A HISTORY OF VIOLENCE, the motion picture

I watched David Cronenberg's A HISTORY OF VIOLENCE the other day. I had read the comic book by John Wagner and Vince Locke that it was "based" on a while back, posted some thoughts about it here. Short form was that I thought the book had a decent enough story with some interesting twists, but was more worth reading as a showcase for some spectacular artwork from Locke than anything else. I wasn't that eager to see the movie, since I knew it changed a lot, and I'm not a huge Cronenberg fan (couldn't get through CRASH or NAKED LUNCH, didn't much like EXISTENZ. THE FLY was pretty good, though, and I remember being a little freaked by SCANNERS as a teenager), but some people I tend to listen to did say some good things about it, and I was able to watch a copy for free. 

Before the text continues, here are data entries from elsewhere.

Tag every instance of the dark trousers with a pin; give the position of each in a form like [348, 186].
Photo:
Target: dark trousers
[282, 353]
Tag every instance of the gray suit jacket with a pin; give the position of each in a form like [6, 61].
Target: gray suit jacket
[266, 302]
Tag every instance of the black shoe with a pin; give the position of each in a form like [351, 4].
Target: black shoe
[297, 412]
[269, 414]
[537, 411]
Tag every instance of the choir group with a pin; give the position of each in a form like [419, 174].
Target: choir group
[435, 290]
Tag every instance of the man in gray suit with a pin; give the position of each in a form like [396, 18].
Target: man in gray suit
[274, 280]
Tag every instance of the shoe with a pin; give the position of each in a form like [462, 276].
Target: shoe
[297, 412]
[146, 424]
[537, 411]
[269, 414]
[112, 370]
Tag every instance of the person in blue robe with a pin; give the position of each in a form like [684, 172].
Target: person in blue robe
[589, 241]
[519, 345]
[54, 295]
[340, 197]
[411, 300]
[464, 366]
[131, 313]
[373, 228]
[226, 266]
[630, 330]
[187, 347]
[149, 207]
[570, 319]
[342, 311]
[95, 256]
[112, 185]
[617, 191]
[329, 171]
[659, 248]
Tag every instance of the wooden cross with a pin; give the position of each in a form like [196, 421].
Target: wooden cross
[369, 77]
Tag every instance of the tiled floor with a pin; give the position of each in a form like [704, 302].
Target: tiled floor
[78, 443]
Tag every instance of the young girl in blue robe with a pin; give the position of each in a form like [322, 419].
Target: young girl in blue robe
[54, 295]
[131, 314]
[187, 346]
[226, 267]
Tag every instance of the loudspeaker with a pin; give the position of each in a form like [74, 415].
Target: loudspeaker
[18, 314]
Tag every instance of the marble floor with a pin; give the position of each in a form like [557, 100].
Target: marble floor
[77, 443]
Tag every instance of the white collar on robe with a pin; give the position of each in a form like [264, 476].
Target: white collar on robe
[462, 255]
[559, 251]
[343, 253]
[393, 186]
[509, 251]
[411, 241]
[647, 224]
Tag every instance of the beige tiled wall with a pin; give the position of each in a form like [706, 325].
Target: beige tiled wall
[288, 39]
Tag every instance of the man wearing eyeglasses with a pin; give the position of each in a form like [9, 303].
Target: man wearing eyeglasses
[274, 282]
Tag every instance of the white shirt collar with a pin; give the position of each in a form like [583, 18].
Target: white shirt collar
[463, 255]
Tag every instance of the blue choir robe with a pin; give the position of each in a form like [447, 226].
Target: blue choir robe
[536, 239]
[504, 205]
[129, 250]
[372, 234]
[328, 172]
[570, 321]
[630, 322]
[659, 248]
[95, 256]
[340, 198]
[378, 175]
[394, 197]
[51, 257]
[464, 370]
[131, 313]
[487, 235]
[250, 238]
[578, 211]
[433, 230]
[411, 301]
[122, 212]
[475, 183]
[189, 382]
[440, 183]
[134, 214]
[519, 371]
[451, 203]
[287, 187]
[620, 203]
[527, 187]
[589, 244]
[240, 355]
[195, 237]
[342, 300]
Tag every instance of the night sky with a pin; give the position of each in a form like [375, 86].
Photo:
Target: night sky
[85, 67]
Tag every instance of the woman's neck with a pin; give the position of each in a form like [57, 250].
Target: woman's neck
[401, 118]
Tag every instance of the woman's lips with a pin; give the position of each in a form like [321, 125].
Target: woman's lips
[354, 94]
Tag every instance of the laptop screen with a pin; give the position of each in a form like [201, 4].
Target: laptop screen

I really didn't get it. Cronenberg's directing skills I can't question, the movie looks very nice, and the actors are mostly good, but for the most part the film left me cold. There were a few scenes were it came alive, and it took too long to get to the first one, generally the action bits (the diner scene, the high school fight) but other than that it felt like watching a tv-movie with an absurdly over-qualified director and cast. It also all seemed a bit tame for a movie by Cronenberg with the word "violence" right there in the title. Why didn't he pull the trigger and show the kid being shot in the opening scene?

What really gets me is that I think the original story, for all its flaws, would have made a far better movie in almost every respects, and even a better Cronenberg movie if he was willing to go all the way. Instead this just borrows the title, the basic set-piece of the diner scene and set-up about a small-town diner owner with a secret past and parts of the later farmhouse confrontation. The story that was put in place of the original is inferior in almost every respect, and doesn't even hang logically in the end. Why even bother to option and adapt a story if you have so little interest in the original?

Well, such things remain a mystery to me, and I'm not sure why this movie got as much praise as it did. I'll stick with the book in the future.